O que você faria? Encostar o computador novinho em folha e recuperar o velho?
No dia 7 de setembro, fui jurado com Marcelo Mirisola e Anselmo Bactéria de um concurso de poesia promovido pelo Espaço Parlapatões. Foram declamadas ao vivo no teatro, numa noite em que se abriu espaço para a camada mais desprestigiada (e no entanto mais próxima dos deuses) do caldo cultural contemporâneo. Revelou que a poesia está aqui, que há poetas de todos os gêneros e estilos em atividade: a dádiva não morreu. Ganhou Espantalho Descarado, de Marcelo Montenegro. A pontuação é minha. Por que votei nela? Por que será?

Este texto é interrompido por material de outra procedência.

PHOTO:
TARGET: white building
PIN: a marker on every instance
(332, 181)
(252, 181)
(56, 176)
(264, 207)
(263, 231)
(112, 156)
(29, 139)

"Ando assim, tipo um erro flácido ambulante, sem êxito, hesitante, disco riscado fora do catálogo no pó do instante. Ando assim oco, uma crosta, vodu cansado, que com a sorte nem mais dialoga - diamante. Ando assim, mais opaco que olímpico, esquivo, íntimo, insípido, um mastodonte pensando desamparado, aspirando a paralelepípedo. Assim assim, meio Buster Keaton, um tanto de lágrima hasteando o riso. Ando assim, raso, indiferente, me divertindo um bocado. Eu ando mijando no poste, porque o banheiro está sempre lotado."
Na peça A Festa de Abigaiú, de Mike Leigh, em cartaz no Teatro Cultura Inglesa (direção Mauro Védia), casais vizinhos se encontram para bebericar e escutar Demis Roussos e Tom Jones, enquanto adolescentes dão uma festa punk na casa ao lado. O dilema é descobrir em qual casa a tensão é maior, naquela em que as neuroses são abafadas por uma opressora moral conservadora, cujos valores trabalho-casamento estabelecem princípios de felicidade, ou na que jovens extravasam dançando Sex Pistols e The Clash. Aliás, a arte de um grupo não é conseqüência do padrão do anterior (e para contestá-lo)?
Leigh cria um conflito baseado num realismo social extremo. Os diálogos rotineiros, formais, típicos de um encontro de pessoas comuns que mal se conhecem, são tão naturalistas, que se tornam surreais e cômicos. Rimos de quão banais somos. Como falar ao telefone com o suporte técnico de uma empresa.
Alguém se interessa por um Dimension E520 Core 2 Duo com Windows Vista Basic? É bonitinho. E pelo menos musiquinha toca.